GBR has also increased fiscal instability for some Maryland hospitals. While average hospital operating margins decreased by only 0.2 percent in 2016, the change in margins varied greatly, -6.5 percent to +16.8 percent, among longstanding Maryland hospitals. The variation in GBR’s impact on fiscal solvency requires close monitoring. Maryland’s hospital market may consolidate as a result of financial pressures of GBR, which may reduce access to important hospital services, particularly in rural communities. A similar phenomenon took place internationally with the decline of local hospitals after the introduction of global budgets. To secure access to care, the state should consider bailout plans for local hospitals that provide quality service but are unable to remain solvent under GBR’s payment rules. It will also be important for the state to use certificate-of-need laws to oversee the potential loss of needed hospital services during mergers or acquisitions.

Future Prospects For Maryland’s Global Budgets

With the new administration, health care policy has certainly moved into uncertain territory. Nonetheless, the platform of the administration supports innovative state experiments in health care delivery, and, as long as CMS’s annual tests for the GBR model continue to be met, Maryland’s reform will remain.
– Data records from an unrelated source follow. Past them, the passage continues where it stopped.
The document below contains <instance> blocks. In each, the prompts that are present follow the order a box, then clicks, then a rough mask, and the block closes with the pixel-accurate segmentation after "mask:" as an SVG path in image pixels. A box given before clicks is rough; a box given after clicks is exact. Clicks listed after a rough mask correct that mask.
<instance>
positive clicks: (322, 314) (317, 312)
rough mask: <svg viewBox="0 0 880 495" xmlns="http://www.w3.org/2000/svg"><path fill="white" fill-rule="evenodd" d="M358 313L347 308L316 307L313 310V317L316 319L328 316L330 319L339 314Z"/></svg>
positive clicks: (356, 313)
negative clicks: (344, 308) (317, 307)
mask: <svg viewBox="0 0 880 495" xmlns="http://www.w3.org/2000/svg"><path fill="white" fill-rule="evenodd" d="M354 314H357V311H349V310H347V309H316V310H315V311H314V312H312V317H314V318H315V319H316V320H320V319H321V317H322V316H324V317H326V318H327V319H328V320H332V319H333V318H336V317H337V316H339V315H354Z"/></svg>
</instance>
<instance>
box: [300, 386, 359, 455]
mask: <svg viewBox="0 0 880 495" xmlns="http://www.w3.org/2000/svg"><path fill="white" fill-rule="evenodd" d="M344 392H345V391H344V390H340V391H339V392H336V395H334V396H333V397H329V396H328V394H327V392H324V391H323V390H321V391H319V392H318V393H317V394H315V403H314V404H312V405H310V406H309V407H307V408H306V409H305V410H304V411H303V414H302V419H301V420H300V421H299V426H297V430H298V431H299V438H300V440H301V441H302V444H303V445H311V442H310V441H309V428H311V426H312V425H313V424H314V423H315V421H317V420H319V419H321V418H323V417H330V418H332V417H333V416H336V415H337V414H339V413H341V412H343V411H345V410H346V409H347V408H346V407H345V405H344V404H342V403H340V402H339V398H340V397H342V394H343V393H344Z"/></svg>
There are several ways that policies around global hospital budgets should be improved in its second phase. Most importantly, and already proposed in the HSCRC’s progression plan for 2019, is the expansion of the model to formulate incentives for non-hospital providers to meet GBR performance goals. This is a challenge since the HSCRC’s authority is restricted to hospitals, but employing new shared-savings strategies from the Medicare Access and CHIP Reauthorization Act of 2015 creates a viable avenue to align outpatient providers with the cost and quality goals of the model. Second is a close collaboration with CMS for state access to real-time skilled nursing facility and rehabilitation data to provide the opportunity to identify postacute care cost and quality trends, which has become increasingly relevant with the shift to non-hospital care. And third is to closely monitor hospital solvency and secure access to health services through certificate-of-need programs. It is with this level of maturation that the GBR model may ultimately be able to achieve its ambitious triple aim of reducing total costs of care, improving quality, and advancing population health.